Most TB programs define cure as resolution of symptoms along with microbiological and radiological clearance and do not capture the sequelae following TB disease. The socio-economic burden of TB disease and sequelae following pulmonary TB and extrapulmonary TB especially CNS, spine, abdominal osteoarticular, skin and urogenital disease in children are often not considered and deserve special attention as they contribute considerably to the disability adjusted life years (DALY). These aspects are dealt with in a separate article that highlights the sequelae related to the type of TB disease including the clinical manifestations, risk factors and its treatment [9].

Prevention is always better than cure.

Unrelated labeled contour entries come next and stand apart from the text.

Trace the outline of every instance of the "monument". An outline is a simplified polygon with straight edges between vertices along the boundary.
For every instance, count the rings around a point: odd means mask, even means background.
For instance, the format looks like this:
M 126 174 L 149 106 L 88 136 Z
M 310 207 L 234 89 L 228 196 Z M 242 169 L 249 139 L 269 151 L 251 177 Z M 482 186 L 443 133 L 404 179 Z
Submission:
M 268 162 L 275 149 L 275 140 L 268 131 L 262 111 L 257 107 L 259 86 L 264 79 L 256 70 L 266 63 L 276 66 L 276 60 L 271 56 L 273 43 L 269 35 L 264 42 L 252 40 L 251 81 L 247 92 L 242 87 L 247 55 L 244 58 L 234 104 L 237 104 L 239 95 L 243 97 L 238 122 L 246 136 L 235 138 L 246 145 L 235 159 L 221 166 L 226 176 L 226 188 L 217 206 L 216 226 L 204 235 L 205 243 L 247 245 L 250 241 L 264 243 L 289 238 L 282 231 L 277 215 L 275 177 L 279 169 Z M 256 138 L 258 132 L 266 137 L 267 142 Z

It is unfortunate that TB preventive treatment (TPT) is underutilized even when there is sound evidence to show that it can prevent disease in individuals who are infected and in exposed contacts who are at high risk of disease such as children <5 y of age and immunosuppressed individuals. The article on TPT describes its historic perspectives, the scientific rationale for its use, the different categories of people for whom TPT is applicable, the standard Isoniazid regimen and the other regimens for drug susceptible TB, the regimens for drug resistant TB and the contra-indications for TPT [10].

In summary, the series of articles will give the readers an updated comprehensive overview of the different aspects of pediatric TB including its epidemiology, TB prevention and post treatment sequelae and the nuances and challenges in the diagnosis and management of clinical disease including that of drug resistant TB.